Image by imgflip.com

Okay…

The stereotypes are staggering, and worst of all, misguided. I can only conclude that these NGOs have not spent a lot of time with many heterosexual people. Because these are the things that straight people do too.

 

7. It’s easier not to care about what other people think on Facebook (or anywhere else)

Photo by Dimitris Kalogeropoylos

Photo by Dimitris Kalogeropoylos

I used to control who can see my Facebook posts, like the boss of a state-controlled media. My Facebook friends were meticulously divided into two separate lists:

  1. Those whom I’ve come out to or whom I believe to be fine with LGBT people
  2. Relatives, acquaintances, and those whom I don’t believe to be fine with LGBT people

I was self-censoring my thoughts, carefully making sure that only those who were on my “trusted” list could see my posts that deal with my sexuality or LGBT issues. I was the textbook conflict-avoiding Asian — afraid of rude comments that would demoralise me.

After talking to a few gay friends, I realised that I wasn’t the only one leading a public double life. We were afraid of what people would think of us and how they may react should they know that we’re gay, and so we crafted separate public images.

But since I moved abroad though, I found myself caring less about what other more conservative friends may think. I can never please everyone, and I’m just being who I am: your typical nerdish Asian guy who just happened to be attracted to the same gender.

 

8. Equality is when you stop using ‘partner’ to talk about your other half

A short-lived CBS sitcom. Source: blogs.shawconnect.ca

A short-lived CBS sitcom, Partners. Source: blogs.shawconnect.ca

Ah, ‘partner’. It’s a useful term to use when you want to be open to people about your sexuality yet be coy about it at the same time. I’ll admit that I’m guilty of using that word a lot when I really meant ‘boyfriend’ or ‘husband’. It’s almost like a euphemism.

The now-cancelled sitcom in 2012 called Partners cleverly made a play on this very word. It was derived from its plot about a straight guy and a gay guy who are BFFs-cum-business partners, where both have their own respective boyfriend / girlfriend, or ‘partner’. Hence the name of the show.

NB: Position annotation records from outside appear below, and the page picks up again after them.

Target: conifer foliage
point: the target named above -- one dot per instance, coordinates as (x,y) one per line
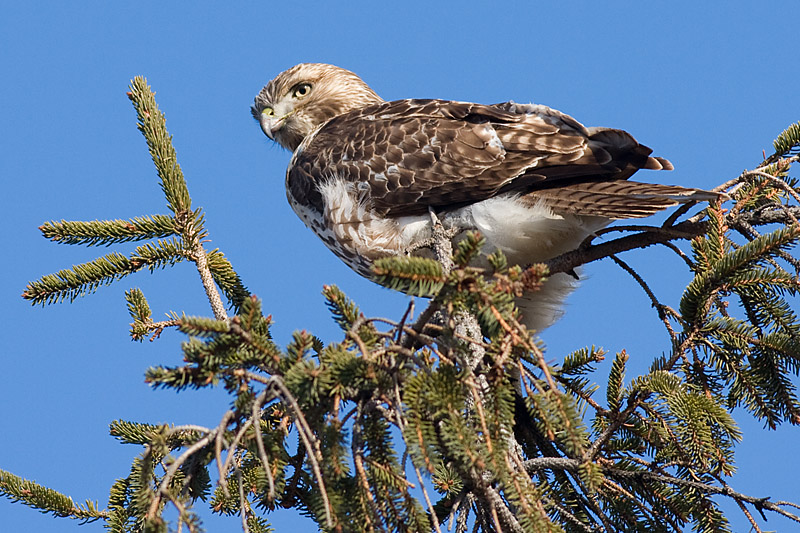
(420,424)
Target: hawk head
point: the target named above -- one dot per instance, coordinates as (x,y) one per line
(306,96)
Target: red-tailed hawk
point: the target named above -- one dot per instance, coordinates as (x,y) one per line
(365,174)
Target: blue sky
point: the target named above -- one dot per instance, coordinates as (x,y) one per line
(708,85)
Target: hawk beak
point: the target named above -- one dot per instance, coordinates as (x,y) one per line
(269,125)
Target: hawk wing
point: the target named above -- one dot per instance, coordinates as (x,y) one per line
(408,155)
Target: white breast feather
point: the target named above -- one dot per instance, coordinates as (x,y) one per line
(526,234)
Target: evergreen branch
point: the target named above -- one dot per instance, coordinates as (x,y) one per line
(107,232)
(416,276)
(152,124)
(69,284)
(788,141)
(86,278)
(572,465)
(47,500)
(227,279)
(200,258)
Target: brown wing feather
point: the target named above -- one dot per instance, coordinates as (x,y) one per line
(616,199)
(408,155)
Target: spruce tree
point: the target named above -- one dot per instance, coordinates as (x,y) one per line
(452,417)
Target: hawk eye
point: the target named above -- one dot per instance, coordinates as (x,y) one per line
(301,90)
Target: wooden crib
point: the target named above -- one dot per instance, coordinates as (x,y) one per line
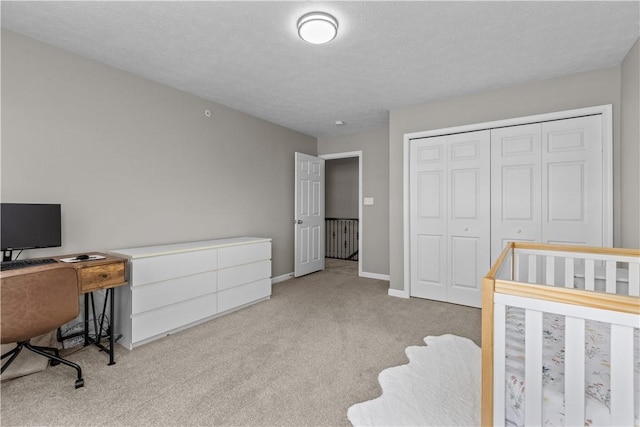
(535,290)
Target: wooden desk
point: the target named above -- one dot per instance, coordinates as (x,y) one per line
(93,275)
(98,274)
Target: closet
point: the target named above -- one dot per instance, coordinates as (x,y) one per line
(471,192)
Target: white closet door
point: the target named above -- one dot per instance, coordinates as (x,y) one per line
(516,186)
(450,207)
(572,176)
(428,210)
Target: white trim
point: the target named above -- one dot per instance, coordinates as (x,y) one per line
(347,155)
(374,276)
(607,166)
(281,278)
(398,293)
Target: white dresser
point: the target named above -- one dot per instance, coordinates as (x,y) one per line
(173,287)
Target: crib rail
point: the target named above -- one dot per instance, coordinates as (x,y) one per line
(543,279)
(341,239)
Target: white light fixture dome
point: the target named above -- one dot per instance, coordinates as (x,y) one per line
(317,27)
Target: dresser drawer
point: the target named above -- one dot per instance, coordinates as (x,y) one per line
(245,294)
(165,267)
(168,292)
(246,273)
(173,317)
(243,254)
(101,276)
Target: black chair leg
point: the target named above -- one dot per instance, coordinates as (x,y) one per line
(55,357)
(13,353)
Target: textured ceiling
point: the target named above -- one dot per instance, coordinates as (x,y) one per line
(388,55)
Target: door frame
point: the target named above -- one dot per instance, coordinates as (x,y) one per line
(607,171)
(348,155)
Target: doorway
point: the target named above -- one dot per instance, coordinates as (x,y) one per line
(343,208)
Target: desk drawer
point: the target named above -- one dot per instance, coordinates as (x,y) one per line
(167,319)
(101,276)
(243,254)
(161,294)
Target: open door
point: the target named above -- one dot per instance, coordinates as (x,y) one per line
(309,214)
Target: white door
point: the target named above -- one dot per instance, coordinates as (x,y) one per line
(572,204)
(449,216)
(309,214)
(516,186)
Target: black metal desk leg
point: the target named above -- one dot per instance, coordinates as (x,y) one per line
(86,319)
(112,329)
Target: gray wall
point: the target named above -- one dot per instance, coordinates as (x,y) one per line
(375,183)
(341,188)
(564,93)
(134,162)
(630,149)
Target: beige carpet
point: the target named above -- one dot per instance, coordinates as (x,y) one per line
(301,358)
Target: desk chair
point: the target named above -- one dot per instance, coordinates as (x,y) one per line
(33,303)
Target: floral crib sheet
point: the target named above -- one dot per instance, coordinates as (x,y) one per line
(597,350)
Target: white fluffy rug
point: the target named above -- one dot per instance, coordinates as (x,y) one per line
(440,386)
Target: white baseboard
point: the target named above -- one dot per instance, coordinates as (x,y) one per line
(398,293)
(281,278)
(374,276)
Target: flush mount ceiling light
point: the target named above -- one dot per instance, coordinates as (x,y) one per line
(317,27)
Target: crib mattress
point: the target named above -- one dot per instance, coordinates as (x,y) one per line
(597,378)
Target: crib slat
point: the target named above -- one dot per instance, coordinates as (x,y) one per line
(610,286)
(551,270)
(589,275)
(533,368)
(622,399)
(499,359)
(568,273)
(634,279)
(532,269)
(574,372)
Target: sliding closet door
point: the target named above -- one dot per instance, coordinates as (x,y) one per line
(547,183)
(572,175)
(515,186)
(449,209)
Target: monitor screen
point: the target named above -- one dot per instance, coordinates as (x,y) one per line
(29,226)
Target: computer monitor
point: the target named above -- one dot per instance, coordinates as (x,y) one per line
(29,226)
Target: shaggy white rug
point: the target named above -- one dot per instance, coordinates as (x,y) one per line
(440,386)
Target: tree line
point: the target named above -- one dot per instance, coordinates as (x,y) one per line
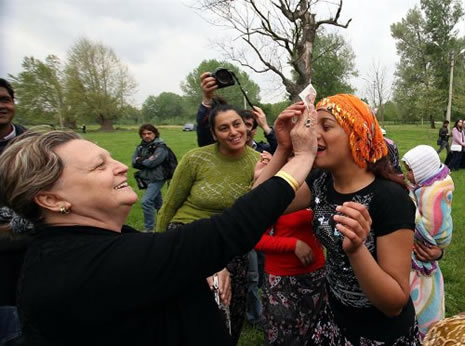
(94,86)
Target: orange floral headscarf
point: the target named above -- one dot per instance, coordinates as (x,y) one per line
(358,121)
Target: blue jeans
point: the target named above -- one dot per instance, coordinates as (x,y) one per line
(254,304)
(152,200)
(454,163)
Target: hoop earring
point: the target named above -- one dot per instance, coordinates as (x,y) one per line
(64,211)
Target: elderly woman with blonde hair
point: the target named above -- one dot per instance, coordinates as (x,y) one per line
(89,279)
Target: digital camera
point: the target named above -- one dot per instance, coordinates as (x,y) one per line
(223,77)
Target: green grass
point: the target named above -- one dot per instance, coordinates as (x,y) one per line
(123,143)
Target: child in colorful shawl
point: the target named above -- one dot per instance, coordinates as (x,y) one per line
(431,191)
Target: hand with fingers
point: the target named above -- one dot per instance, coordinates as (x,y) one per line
(303,252)
(224,285)
(354,223)
(303,134)
(208,85)
(285,122)
(427,253)
(265,158)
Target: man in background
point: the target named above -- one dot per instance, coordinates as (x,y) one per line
(13,231)
(443,140)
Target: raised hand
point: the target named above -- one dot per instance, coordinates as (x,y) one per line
(354,224)
(426,253)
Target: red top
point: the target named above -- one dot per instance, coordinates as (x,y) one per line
(278,244)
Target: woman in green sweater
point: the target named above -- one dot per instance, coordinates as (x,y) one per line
(207,181)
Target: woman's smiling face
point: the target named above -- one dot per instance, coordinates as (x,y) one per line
(230,132)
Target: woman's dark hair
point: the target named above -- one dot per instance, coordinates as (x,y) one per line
(246,114)
(149,127)
(219,109)
(383,169)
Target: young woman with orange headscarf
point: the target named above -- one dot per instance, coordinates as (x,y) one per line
(364,218)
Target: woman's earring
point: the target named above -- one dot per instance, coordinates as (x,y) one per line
(64,210)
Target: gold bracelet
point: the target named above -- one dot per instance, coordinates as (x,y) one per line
(289,178)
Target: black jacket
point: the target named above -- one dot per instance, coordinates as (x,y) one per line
(89,286)
(151,156)
(19,130)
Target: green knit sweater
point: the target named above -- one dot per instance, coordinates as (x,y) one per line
(205,183)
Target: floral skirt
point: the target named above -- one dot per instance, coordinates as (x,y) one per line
(291,305)
(329,333)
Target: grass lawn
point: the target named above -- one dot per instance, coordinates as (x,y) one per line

But saying ‘partner’ to mean my male romantic interest has always felt weird to me. It’s like airing an open secret where both the listener and I clearly know what I meant, but both refuse to say that word because… You-Know-Who la. It’s He-Who-Must-Not-Be-Named. A taboo (oh snap, an obscure Harry Potter reference!). I was trying to cause the least offence, because Malaysians can be uncomfortable about the subject of homosexuality.

Since more people in New York treat LGBT people like regular human beings and with respect, there hasn’t been any need for me to use a purposefully ambiguous term like that. Maybe this is what equality feels like.

 

– —- –

So these are 8 lessons that I’ve gotten to appreciate and understand since moving to New York. And there’s still more that I’m gradually learning everyday.

It was a little hard for me to dive into the deep end of a completely different culture at first. Americans are typically more direct when conveying a point, as opposed to Asians who beat around the bush and insinuate and hint in a manner that would “save face”. Drivers actually stop at the stop sign and zebra crossings to allow pedestrians to pass. Winter is also coming (or already here), and the cold is so very biting for someone who lived in a tropical country all his life. (I was told it will get worse.)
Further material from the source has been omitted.